It is quite common for a supply chain or business leader to ask for a summary version of a performance metric. For example, if a business is stocking 1000 unique product-location combinations, the leaders do not have the time to look at days of supply of inventory on a combination-by-combination basis. Instead, they want it neatly summarized at the global level or at the product family level. And sometimes they want multiple metrics combined to give them a composite number. How to combine very different metrics/KPIs towards a composite score is a question that comes up quite often in my conversations with customers. (NOTE: If you want to skip directly to this, skip to the section titled how to combine two very different metrics)
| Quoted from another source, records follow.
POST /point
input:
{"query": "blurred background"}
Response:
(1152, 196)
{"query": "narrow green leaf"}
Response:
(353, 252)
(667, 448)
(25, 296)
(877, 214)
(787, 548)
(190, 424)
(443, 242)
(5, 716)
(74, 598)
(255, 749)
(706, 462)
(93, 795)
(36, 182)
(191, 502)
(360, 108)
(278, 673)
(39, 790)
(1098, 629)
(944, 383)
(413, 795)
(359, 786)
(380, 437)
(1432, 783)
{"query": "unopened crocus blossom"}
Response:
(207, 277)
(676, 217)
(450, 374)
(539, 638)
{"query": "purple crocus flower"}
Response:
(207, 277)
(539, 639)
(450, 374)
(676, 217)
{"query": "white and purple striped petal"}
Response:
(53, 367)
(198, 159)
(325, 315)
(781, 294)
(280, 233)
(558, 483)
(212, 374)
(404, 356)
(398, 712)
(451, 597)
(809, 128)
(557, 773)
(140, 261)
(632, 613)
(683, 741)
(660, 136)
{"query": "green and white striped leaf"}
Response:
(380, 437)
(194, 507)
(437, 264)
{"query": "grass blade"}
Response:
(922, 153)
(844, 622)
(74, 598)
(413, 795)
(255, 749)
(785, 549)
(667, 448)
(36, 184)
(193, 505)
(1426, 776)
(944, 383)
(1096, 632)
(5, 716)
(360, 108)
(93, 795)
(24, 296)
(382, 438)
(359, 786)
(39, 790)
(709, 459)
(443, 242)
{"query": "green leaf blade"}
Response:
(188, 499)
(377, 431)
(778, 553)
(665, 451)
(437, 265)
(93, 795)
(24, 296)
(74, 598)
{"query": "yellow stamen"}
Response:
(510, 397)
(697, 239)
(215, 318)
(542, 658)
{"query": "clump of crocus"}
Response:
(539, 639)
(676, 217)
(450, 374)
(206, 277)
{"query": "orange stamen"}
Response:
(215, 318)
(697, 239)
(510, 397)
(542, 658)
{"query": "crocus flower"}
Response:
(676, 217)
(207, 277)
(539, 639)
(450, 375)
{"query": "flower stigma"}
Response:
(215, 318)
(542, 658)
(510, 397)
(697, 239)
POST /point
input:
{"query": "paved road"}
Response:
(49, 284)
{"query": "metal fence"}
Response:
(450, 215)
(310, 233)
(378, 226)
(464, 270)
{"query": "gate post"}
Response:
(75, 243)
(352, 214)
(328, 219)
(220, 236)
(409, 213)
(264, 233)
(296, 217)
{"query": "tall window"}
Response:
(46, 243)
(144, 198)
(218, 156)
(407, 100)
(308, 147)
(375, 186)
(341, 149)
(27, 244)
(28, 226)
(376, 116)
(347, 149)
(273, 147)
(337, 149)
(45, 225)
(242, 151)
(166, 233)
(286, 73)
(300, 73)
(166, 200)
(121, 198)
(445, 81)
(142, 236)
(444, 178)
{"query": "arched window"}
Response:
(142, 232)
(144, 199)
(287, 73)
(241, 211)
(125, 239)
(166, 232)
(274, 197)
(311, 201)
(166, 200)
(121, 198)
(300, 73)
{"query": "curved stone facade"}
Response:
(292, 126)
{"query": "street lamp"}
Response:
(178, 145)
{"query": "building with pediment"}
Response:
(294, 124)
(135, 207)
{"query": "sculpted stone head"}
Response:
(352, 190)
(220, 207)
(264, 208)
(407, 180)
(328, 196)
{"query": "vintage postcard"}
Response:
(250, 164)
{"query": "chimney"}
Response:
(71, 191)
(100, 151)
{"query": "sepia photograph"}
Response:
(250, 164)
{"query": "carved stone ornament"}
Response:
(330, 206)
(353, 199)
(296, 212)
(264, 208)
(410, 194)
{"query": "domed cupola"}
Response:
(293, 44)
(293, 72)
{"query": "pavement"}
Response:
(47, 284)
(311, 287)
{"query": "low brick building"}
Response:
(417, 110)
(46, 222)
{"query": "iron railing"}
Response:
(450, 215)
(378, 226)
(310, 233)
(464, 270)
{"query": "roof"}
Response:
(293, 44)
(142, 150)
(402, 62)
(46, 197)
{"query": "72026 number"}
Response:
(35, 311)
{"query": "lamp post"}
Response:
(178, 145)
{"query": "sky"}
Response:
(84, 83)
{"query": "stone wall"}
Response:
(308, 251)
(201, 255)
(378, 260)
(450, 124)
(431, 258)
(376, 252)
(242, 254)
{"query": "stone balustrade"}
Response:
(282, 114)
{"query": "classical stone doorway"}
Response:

Let us first look at the concept of finding a mean (or an average or one of the central or summary estimates) of data. There are three main kinds:

**Arithmetic mean**: This is the most used and is also called average or mean. In fact, mean, mode, and median make up the three most popular summary statistics and are taught in most high school curriculum. I will focus just on the mean (average) here. When quantities are additive, one can simply add the numbers, divide by the count, and report it as the average. Sales, Forecasts, inventory can all be summarized this way. See the example below:

The above is very helpful in cases where the underlying data is additive. But what if the underlying data is multiplicative? Say your business is growing by some percentage each year. What would be the ‘average’ percent growth? Let us look at the table below. Note that the percentage growth in each period is such that we get to the same numbers as the example above. The base where we start from is 100.

If we calculate the average growth percentage as arithmetic mean, we get to 14.00%. Now, if we use the compound interest formula on the numbers:

Final Value = 100*(1+14%)^{6 }= 219

But, as one can see from the table, the actual number at the end of 6 years is 217. In other words, we overestimate our endpoint by about 2 points. (Word to the wise: If we had started from a higher number instead of 100, we would have seen a much bigger difference.)
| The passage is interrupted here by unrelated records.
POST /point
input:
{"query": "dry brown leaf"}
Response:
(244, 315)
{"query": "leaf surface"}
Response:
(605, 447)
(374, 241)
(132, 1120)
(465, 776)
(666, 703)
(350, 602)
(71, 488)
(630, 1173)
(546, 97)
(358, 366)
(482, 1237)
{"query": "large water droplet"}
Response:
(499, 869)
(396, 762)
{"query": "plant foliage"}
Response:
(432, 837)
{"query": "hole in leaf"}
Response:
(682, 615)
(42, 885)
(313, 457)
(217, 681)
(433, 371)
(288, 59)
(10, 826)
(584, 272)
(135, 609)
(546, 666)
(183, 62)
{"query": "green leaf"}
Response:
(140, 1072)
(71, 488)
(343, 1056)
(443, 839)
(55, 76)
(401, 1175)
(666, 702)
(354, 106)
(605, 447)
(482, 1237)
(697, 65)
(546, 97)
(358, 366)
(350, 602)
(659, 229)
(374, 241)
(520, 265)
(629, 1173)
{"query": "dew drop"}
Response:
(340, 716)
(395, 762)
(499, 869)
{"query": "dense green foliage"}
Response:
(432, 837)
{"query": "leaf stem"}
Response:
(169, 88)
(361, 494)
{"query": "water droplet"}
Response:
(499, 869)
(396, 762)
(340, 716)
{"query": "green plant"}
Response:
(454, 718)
Learn More: How to Establish Early Warning Supply Chain Metrics

In trying to calculate the summary statistic of this type of number, we get to the** Geometric Mean**: When the underlying numbers are multiplicative instead of additive, one should calculate the geometric mean by taking the Nth root of the product of all observations.

NOTE: In this example, we are talking about a percent increase. Therefore, the numbers that go into the formula above will be (100 + given) percentage. Similarly, at the end, one will have to make sure to add the starting sales figure.
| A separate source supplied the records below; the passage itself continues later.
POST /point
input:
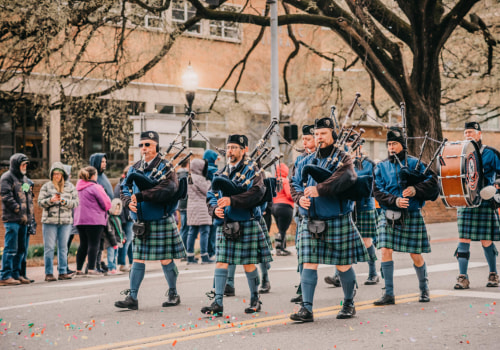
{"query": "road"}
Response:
(79, 314)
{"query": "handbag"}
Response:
(317, 228)
(231, 230)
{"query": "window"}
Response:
(182, 11)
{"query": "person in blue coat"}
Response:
(481, 223)
(396, 197)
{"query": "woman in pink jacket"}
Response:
(90, 218)
(282, 209)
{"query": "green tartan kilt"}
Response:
(250, 248)
(366, 223)
(477, 224)
(163, 241)
(342, 245)
(408, 238)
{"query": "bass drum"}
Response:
(460, 174)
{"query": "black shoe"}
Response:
(348, 311)
(265, 287)
(214, 310)
(385, 300)
(370, 281)
(424, 296)
(128, 303)
(303, 315)
(334, 280)
(229, 291)
(173, 299)
(254, 306)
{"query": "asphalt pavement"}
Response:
(79, 313)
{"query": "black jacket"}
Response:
(16, 192)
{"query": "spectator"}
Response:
(127, 249)
(211, 157)
(114, 235)
(282, 209)
(17, 212)
(99, 161)
(57, 197)
(198, 219)
(90, 218)
(183, 172)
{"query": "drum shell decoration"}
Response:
(460, 174)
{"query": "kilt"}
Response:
(251, 248)
(477, 224)
(163, 242)
(408, 238)
(366, 223)
(342, 244)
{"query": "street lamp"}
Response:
(190, 84)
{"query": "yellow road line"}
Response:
(237, 327)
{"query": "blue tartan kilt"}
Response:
(250, 248)
(342, 245)
(477, 224)
(366, 223)
(163, 242)
(408, 238)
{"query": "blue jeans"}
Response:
(53, 234)
(212, 240)
(112, 254)
(129, 236)
(193, 233)
(184, 227)
(14, 250)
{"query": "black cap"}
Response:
(308, 130)
(396, 134)
(150, 135)
(241, 140)
(472, 125)
(324, 123)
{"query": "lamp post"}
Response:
(190, 84)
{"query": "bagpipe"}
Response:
(340, 153)
(240, 182)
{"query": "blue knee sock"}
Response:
(253, 283)
(387, 268)
(348, 282)
(170, 271)
(136, 276)
(231, 269)
(308, 281)
(372, 270)
(220, 276)
(491, 253)
(462, 254)
(263, 271)
(422, 277)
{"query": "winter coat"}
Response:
(102, 179)
(94, 204)
(197, 211)
(60, 213)
(284, 196)
(17, 196)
Applying this to the example at hand, we get to 13.78%. The final values match (217) if we use the compound interest formula using this Geometric Mean.

Arithmetic mean is very easy to explain and understand. The geometric mean is exactly the opposite. It does not lend itself to an easy physical explanation.

Let us take this example further and add a forecast into the mix. Further, let us calculate a forecast error as a percentage.

Let us assume that the forecast was a flat 50 units per period. Then, we can see:

- The Arithmetic mean of the errors is 65.71%.
- The Geometric mean of the errors is 65.26%

Unfortunately, both are misleading. One must keep in mind that percent error is a result of division. In division, one must be aware of the denominator. A large denominator will suppress the final value and vice versa.

In trying to calculate the summary statistic of this type of numbers, we get to the** Harmonic mean**: When the underlying numbers are ratios (or rates or in general divisions), one should calculate the harmonic mean by taking the reciprocal of the Arithmetic mean of the reciprocals (I agree it is a mouthful to say).

The table below summarizes the calculation.

Notes:

- Harmonic mean can be used to summarize margins, production run rates, etc.
- It can also be used to solve grade school problems around average speeds.
- Weighted average is a widely recognized interpretation of harmonic mean.
- Both the harmonic and Geometric mean cannot handle zero values.

All three types of means have their pros and cons. One should choose them wisely. Also, MS Excel provides an inbuilt function for all three, namely, AVERAGE, GEOMEAN, and HARMEAN respectively.

Now that the three definitions are out of the way, let us get back to the original question.

### How to Combine Two Very Different Metrics

Let us use an example:

A business has calculated that the product families have the following characteristics.

The management wants to get to a composite metric so that they can easily compare the product families. How should an S&OP leader present this metric?

Geometric Mean comes to the rescue here. It can be used to compare things with very different properties. So, in this case, we find the geometric mean of the three metrics. See table below. Based on the geometric mean calculation, it seems product family 3 is the best (on account of the highest geometric mean).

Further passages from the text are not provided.